Jam-packed and with people swinging from the disco ball (not literally, but close), the band rolled back into Glasgow town with two sold out dates at the world famous venue with new album in tow, 'Everything Else Has Gone Wrong'.

Reader, that album title (although contextualised by bassist Ed Nash in his exclusive for this newspaper) is misleading. If we are going by their live performances, everything seems to be going very well for Bombay Bicycle Club.

The audience was set to take a trip down memory lane as the band dived into their decade-strong back catalogue, playing cross-album hits all the way to 'I Had The Blues But I Shook Them Loose'.

Beefing up their line-up with a percussionist, two sax players and Liz Lawrence, who provided vocals on the album and has her own writing credit, the band's sound was expansive as they reeled through tracks such as 'Cancel On Me', 'Always Like This', and 'Lights Out, Words Gone'.

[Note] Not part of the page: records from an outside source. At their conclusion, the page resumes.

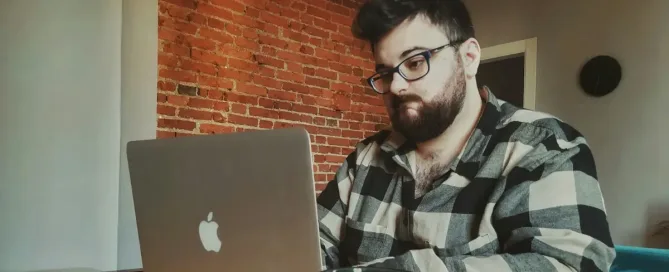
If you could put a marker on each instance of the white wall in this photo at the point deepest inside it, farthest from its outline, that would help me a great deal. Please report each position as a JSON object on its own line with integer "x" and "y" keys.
{"x": 61, "y": 105}
{"x": 138, "y": 115}
{"x": 60, "y": 70}
{"x": 627, "y": 129}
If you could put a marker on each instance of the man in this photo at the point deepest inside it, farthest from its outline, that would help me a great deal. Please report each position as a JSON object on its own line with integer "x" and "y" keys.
{"x": 463, "y": 181}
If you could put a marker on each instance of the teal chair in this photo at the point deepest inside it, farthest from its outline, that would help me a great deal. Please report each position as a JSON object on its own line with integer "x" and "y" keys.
{"x": 640, "y": 259}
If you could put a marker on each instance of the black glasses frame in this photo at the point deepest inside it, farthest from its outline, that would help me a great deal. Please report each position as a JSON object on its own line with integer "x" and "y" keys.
{"x": 426, "y": 54}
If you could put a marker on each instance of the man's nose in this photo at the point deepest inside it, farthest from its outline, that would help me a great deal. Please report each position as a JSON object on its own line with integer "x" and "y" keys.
{"x": 398, "y": 84}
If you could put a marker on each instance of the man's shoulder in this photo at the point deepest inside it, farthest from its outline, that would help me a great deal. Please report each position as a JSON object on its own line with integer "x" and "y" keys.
{"x": 535, "y": 127}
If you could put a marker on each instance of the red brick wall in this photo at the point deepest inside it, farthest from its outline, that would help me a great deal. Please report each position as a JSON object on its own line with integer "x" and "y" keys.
{"x": 235, "y": 65}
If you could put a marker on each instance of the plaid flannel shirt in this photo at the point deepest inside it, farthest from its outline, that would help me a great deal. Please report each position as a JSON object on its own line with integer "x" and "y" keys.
{"x": 522, "y": 195}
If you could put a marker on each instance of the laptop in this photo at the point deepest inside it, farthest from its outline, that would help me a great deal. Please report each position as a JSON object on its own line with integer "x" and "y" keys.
{"x": 231, "y": 202}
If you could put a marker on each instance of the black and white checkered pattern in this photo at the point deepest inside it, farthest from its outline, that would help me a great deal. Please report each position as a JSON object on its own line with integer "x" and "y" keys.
{"x": 522, "y": 196}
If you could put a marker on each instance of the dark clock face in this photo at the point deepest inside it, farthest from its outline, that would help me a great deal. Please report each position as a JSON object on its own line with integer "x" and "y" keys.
{"x": 600, "y": 76}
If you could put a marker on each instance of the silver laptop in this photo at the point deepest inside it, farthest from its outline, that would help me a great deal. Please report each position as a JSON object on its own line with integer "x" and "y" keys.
{"x": 232, "y": 202}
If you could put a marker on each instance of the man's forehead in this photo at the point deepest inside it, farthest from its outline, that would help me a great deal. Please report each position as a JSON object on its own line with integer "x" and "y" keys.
{"x": 416, "y": 33}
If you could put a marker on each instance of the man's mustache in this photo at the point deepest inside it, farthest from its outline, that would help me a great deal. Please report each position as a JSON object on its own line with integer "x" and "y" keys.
{"x": 399, "y": 99}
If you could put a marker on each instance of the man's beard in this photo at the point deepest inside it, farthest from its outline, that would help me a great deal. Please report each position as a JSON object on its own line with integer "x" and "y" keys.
{"x": 433, "y": 117}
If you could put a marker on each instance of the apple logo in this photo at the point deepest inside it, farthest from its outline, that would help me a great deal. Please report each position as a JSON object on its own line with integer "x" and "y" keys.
{"x": 209, "y": 234}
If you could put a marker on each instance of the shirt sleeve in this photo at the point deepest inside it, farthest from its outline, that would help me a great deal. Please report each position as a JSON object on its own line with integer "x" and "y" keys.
{"x": 332, "y": 206}
{"x": 551, "y": 217}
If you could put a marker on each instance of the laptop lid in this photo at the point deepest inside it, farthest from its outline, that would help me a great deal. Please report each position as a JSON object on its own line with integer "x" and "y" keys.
{"x": 231, "y": 202}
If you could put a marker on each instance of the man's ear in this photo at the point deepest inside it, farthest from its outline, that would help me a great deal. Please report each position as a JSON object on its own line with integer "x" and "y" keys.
{"x": 470, "y": 52}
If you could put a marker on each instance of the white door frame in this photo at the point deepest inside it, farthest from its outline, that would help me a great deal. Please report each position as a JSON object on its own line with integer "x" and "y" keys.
{"x": 527, "y": 47}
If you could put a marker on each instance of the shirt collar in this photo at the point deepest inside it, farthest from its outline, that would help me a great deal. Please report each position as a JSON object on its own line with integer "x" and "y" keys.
{"x": 471, "y": 156}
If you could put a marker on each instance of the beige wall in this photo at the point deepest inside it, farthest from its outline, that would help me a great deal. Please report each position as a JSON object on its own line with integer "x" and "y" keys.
{"x": 77, "y": 81}
{"x": 626, "y": 129}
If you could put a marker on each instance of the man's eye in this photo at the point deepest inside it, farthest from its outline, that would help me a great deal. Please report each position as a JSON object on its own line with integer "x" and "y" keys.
{"x": 415, "y": 64}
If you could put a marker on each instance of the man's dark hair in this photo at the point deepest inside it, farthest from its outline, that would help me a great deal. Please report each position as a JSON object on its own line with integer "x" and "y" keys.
{"x": 376, "y": 18}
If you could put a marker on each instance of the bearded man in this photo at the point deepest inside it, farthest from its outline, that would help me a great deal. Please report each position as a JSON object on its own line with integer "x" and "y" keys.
{"x": 463, "y": 181}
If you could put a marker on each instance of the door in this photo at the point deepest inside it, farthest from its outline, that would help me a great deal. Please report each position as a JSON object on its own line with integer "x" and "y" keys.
{"x": 510, "y": 71}
{"x": 505, "y": 77}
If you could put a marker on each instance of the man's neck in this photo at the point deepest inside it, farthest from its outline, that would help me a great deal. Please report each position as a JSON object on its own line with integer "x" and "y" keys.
{"x": 453, "y": 139}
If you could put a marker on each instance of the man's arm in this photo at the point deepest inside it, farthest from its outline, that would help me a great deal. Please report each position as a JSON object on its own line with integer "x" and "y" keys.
{"x": 332, "y": 207}
{"x": 550, "y": 218}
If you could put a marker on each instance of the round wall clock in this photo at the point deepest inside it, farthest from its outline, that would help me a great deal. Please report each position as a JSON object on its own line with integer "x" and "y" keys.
{"x": 600, "y": 76}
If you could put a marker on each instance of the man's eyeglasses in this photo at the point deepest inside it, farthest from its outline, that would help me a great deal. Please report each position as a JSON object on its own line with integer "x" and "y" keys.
{"x": 411, "y": 69}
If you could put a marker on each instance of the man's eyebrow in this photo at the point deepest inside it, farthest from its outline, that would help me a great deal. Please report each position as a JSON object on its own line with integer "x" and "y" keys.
{"x": 404, "y": 54}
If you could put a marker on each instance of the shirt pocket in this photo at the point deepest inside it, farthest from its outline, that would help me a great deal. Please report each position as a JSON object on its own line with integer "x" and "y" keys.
{"x": 482, "y": 245}
{"x": 364, "y": 242}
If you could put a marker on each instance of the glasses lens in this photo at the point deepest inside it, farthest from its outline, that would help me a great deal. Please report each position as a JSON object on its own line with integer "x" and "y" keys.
{"x": 381, "y": 82}
{"x": 414, "y": 67}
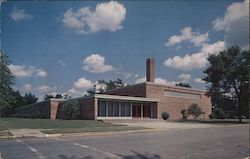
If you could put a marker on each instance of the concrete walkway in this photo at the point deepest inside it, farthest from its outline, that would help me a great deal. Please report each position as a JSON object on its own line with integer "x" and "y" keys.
{"x": 167, "y": 125}
{"x": 27, "y": 133}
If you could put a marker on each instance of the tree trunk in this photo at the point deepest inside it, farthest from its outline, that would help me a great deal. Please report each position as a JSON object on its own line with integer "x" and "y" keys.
{"x": 239, "y": 109}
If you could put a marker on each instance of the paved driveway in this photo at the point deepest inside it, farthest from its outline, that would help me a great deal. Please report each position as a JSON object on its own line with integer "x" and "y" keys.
{"x": 162, "y": 125}
{"x": 206, "y": 143}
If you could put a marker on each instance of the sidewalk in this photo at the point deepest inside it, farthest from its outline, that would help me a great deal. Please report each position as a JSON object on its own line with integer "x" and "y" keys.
{"x": 26, "y": 133}
{"x": 166, "y": 125}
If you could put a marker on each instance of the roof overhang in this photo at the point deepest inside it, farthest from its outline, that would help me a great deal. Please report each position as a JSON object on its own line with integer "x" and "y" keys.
{"x": 128, "y": 98}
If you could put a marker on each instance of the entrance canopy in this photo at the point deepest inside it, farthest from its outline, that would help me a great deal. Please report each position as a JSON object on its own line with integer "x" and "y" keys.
{"x": 125, "y": 107}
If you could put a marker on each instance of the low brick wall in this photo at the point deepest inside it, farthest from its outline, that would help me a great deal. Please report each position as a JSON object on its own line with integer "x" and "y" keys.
{"x": 87, "y": 110}
{"x": 41, "y": 108}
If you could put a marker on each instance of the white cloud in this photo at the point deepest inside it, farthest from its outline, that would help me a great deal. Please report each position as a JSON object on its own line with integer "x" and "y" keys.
{"x": 106, "y": 16}
{"x": 195, "y": 60}
{"x": 199, "y": 80}
{"x": 158, "y": 80}
{"x": 140, "y": 80}
{"x": 96, "y": 63}
{"x": 187, "y": 35}
{"x": 235, "y": 23}
{"x": 27, "y": 88}
{"x": 46, "y": 89}
{"x": 82, "y": 83}
{"x": 184, "y": 77}
{"x": 27, "y": 71}
{"x": 61, "y": 62}
{"x": 19, "y": 14}
{"x": 80, "y": 87}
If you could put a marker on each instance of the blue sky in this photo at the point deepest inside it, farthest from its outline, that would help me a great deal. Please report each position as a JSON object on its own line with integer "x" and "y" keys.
{"x": 65, "y": 46}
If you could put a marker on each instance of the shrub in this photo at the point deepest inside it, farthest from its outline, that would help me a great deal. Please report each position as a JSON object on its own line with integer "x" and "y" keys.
{"x": 35, "y": 115}
{"x": 71, "y": 109}
{"x": 165, "y": 115}
{"x": 194, "y": 110}
{"x": 211, "y": 116}
{"x": 218, "y": 113}
{"x": 184, "y": 114}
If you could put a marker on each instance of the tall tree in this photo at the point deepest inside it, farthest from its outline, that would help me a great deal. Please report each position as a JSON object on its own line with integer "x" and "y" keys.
{"x": 228, "y": 74}
{"x": 182, "y": 84}
{"x": 6, "y": 81}
{"x": 103, "y": 86}
{"x": 30, "y": 98}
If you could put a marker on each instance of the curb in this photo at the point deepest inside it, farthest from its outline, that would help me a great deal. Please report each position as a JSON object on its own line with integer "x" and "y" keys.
{"x": 101, "y": 133}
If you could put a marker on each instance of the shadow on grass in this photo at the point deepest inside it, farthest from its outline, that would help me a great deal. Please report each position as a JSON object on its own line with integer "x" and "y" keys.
{"x": 135, "y": 155}
{"x": 213, "y": 121}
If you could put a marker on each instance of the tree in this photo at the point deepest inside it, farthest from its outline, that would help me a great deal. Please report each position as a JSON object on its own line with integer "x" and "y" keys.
{"x": 228, "y": 74}
{"x": 6, "y": 81}
{"x": 181, "y": 84}
{"x": 71, "y": 109}
{"x": 29, "y": 98}
{"x": 103, "y": 86}
{"x": 194, "y": 110}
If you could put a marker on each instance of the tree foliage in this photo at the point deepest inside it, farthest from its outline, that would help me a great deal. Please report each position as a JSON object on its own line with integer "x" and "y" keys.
{"x": 228, "y": 75}
{"x": 71, "y": 109}
{"x": 103, "y": 86}
{"x": 6, "y": 81}
{"x": 182, "y": 84}
{"x": 194, "y": 110}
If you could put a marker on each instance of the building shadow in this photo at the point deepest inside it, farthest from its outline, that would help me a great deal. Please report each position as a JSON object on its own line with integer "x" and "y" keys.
{"x": 74, "y": 157}
{"x": 135, "y": 155}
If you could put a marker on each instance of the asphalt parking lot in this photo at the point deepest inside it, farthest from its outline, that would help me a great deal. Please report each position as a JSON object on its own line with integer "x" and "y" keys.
{"x": 204, "y": 143}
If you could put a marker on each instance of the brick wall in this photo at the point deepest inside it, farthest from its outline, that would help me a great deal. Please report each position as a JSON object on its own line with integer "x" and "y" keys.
{"x": 88, "y": 108}
{"x": 42, "y": 108}
{"x": 173, "y": 105}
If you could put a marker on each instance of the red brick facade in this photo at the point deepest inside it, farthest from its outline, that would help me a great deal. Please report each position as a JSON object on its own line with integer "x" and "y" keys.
{"x": 172, "y": 105}
{"x": 87, "y": 108}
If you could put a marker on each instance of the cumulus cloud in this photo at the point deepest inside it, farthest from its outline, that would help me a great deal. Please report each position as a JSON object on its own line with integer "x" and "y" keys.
{"x": 106, "y": 16}
{"x": 61, "y": 62}
{"x": 46, "y": 89}
{"x": 235, "y": 24}
{"x": 158, "y": 80}
{"x": 80, "y": 87}
{"x": 96, "y": 63}
{"x": 184, "y": 77}
{"x": 199, "y": 80}
{"x": 83, "y": 83}
{"x": 27, "y": 71}
{"x": 19, "y": 14}
{"x": 27, "y": 88}
{"x": 187, "y": 34}
{"x": 195, "y": 60}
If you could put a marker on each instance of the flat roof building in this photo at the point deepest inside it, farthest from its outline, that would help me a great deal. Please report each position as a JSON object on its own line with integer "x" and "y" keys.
{"x": 143, "y": 100}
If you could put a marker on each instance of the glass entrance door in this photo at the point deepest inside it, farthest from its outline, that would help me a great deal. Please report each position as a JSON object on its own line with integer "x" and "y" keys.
{"x": 136, "y": 110}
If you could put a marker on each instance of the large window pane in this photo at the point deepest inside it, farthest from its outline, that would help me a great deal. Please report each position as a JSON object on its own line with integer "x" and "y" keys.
{"x": 110, "y": 109}
{"x": 122, "y": 109}
{"x": 127, "y": 109}
{"x": 102, "y": 108}
{"x": 116, "y": 108}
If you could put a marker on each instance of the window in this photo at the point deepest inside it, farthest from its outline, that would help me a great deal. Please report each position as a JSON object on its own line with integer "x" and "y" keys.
{"x": 127, "y": 109}
{"x": 110, "y": 108}
{"x": 122, "y": 109}
{"x": 116, "y": 109}
{"x": 181, "y": 94}
{"x": 102, "y": 108}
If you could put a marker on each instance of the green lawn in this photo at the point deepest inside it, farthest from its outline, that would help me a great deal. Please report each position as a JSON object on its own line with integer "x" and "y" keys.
{"x": 213, "y": 121}
{"x": 59, "y": 126}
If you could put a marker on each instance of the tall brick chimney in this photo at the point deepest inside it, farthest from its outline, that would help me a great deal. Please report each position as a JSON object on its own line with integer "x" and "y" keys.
{"x": 150, "y": 66}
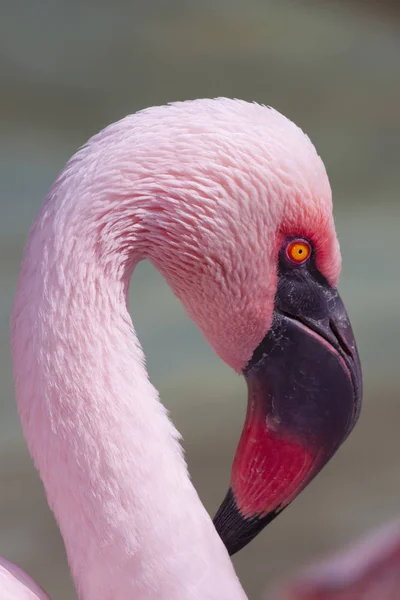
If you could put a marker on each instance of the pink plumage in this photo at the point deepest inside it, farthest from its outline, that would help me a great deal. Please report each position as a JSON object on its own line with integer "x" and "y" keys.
{"x": 206, "y": 190}
{"x": 367, "y": 570}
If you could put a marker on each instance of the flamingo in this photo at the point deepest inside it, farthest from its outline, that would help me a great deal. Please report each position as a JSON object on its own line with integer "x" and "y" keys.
{"x": 231, "y": 203}
{"x": 366, "y": 570}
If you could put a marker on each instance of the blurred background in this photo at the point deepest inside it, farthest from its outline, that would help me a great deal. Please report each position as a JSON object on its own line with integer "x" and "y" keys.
{"x": 70, "y": 67}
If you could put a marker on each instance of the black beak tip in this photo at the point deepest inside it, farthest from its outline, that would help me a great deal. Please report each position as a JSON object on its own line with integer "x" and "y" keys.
{"x": 236, "y": 530}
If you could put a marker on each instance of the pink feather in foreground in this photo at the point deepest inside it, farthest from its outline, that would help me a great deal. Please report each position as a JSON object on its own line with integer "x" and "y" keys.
{"x": 232, "y": 204}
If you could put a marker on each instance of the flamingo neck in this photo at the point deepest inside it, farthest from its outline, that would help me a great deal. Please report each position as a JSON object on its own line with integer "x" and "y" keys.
{"x": 108, "y": 455}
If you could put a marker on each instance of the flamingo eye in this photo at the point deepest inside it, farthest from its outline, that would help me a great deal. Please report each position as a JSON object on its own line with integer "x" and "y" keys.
{"x": 298, "y": 251}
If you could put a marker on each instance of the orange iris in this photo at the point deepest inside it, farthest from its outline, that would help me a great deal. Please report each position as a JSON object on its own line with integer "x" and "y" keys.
{"x": 299, "y": 251}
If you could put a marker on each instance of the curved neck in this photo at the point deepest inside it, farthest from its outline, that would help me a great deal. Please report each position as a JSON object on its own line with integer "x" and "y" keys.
{"x": 108, "y": 455}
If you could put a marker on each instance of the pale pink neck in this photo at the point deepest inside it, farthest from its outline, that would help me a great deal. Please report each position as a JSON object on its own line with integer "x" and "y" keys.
{"x": 110, "y": 459}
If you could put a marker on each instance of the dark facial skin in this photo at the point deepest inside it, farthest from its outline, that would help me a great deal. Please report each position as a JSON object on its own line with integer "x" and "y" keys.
{"x": 304, "y": 397}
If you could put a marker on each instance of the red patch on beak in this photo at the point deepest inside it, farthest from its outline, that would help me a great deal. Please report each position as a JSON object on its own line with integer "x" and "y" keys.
{"x": 271, "y": 466}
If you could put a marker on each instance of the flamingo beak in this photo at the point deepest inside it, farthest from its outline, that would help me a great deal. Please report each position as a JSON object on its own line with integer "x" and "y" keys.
{"x": 304, "y": 397}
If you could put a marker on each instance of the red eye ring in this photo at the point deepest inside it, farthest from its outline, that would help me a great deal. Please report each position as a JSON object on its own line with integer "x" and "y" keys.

One thing that struck me alongside the complexity of their line-up was the balance between sound and lyric. Whilst tracks like 'Overdone' wear their influence on their sleeve - frontman Jack Steadman penned the tune while travelling through India - the simplicity and sheer beauty of his lyrics are amplified.

Ragged lines such as "you carry me", "she knows what I am but she won't believe me", and "eat, sleep, wake, nothing but you" are lodged in my mind, holding a different weight after watching Jack Steadman deliver them with such lightness and energy it was as if he was, in moments, running on the spot.

The mood was so euphoric after Bombay Bicycle Club's performance that people remained to dance to the exit music on the emptying floor.

They've been around for over ten years and they've been through numerous transformations. This reincarnation isn't a new look but a picture taken from a different angle, and it suits them.